To be able to bring all these strengths for every one of our customers, we have built a layered architecture, starting bottom up from the machines:
- Devices or “Things in IoT”
- Real, big, oily, greasy machines
- As well as state of the art sophisticated and delicate equipment
- Various tools, machine parts and automotive and transportation systems
- Sensors, Actuators and Gateways - includes sensing, actuation and automation of physical environment changes, chemical compositions and biotech
- Hitachi UCP Industry Solutions Framework
- Data acquisition, scaling and filtering - leveraging Hitachi Streaming Data Platform (HSDP)
- Data quality and ETL - utilizing Pentaho Data Integration (PDI)
- Modeling, Anomaly Detection and Dynamic Prediction - with Weka, including plug-in functionality for custom R and Python scripts
- Decision Making and Actionization - powered by Hitachi Automation Director (HAD)

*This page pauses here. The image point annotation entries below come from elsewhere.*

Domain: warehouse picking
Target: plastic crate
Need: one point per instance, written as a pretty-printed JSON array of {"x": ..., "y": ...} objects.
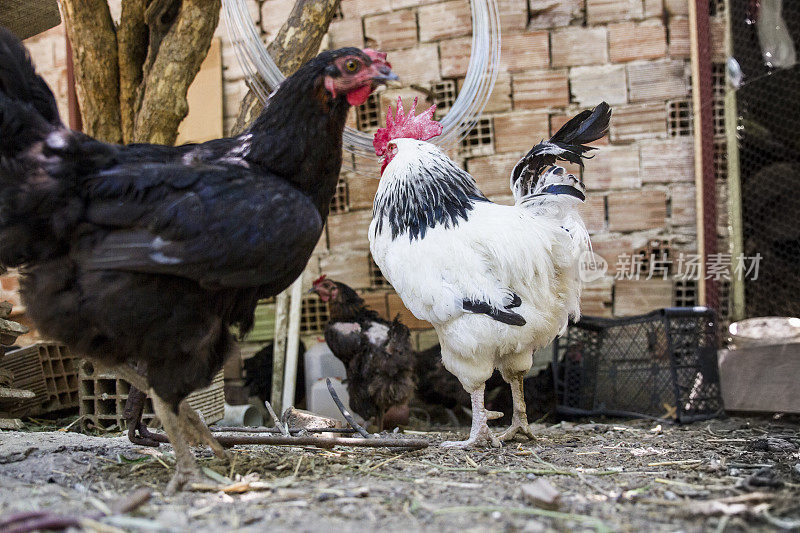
[
  {"x": 103, "y": 396},
  {"x": 659, "y": 365},
  {"x": 49, "y": 370}
]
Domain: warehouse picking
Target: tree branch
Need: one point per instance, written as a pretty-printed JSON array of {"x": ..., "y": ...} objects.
[
  {"x": 174, "y": 65},
  {"x": 94, "y": 47},
  {"x": 133, "y": 38},
  {"x": 297, "y": 41}
]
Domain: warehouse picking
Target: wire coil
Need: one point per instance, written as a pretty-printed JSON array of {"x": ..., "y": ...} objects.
[{"x": 265, "y": 76}]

- Built as a composable horizontal framework to cater on-demand to multiple industry verticals
So, how does it work? The framework ingests data from, say a multitude of sensors on your shop floor and consistently monitors patterns in comparison with manufacturer specified control limits as well as historical trends. Based on this, anomalies are detected and change in machine behavior leading to future failures can be predicted and repaired ahead of time. A critical machine becoming unusable can be a threat to business continuity and predictive and prognostic maintenance enables problems to be fixed before they happen.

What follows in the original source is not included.